Being a teenager is hard enough. Try being a teenager nicknamed ‘Pizza Face.’ I stopped going to high school in my junior year. The school counselor told my parents I suffered from something called ‘School Refusal.’ He was wrong, but my parents took me to a school refusal specialist. Funny how the evidence was right in front everybody's eyes, but no one talked about it and I certainly didn't bring it up. They gave me a bunch of different drugs. I got therapy from one therapist after another. I thought they were all a bunch of jerks.
It was so simple: why couldn’t they guess that I didn't want my face seen in public. Actually, one counselor almost hit it right on the head. He was blunt and just came right out with it. He said, ‘I think your acne makes it hard for you to face people in school.’ I just shook my head no. He was close, but what he missed was that most of the damage was self-inflicted. I just couldn't own up to that. That night I cried myself to sleep because I knew I missed a chance that might never come again.”

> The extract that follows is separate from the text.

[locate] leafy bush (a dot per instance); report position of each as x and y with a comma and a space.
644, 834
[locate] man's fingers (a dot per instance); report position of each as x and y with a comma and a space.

If you find yourself pulling out your eyelashes, biting your nails to the quick, squeezing your skin until it bleeds, day after day, to the point where it is interfering with your life, you might have a BFRB disorder. I encourage you to read the Getting Started Guide from The TLC Foundation for Body-Focused Repetitive Behaviors.
It might help you say the following to people who tell you to 'just stop:'
"I’d like to, but I can’t do it alone."
Special thanks to my colleagues, Charles Mansueto, Ph.D., Ruth Golomb, LCPC and Sherrie Vavrichek, LCSW-C of the Behavior Therapy Center of Greater Washington, Silver Spring, MD, for sharing these stories from patients at their clinic.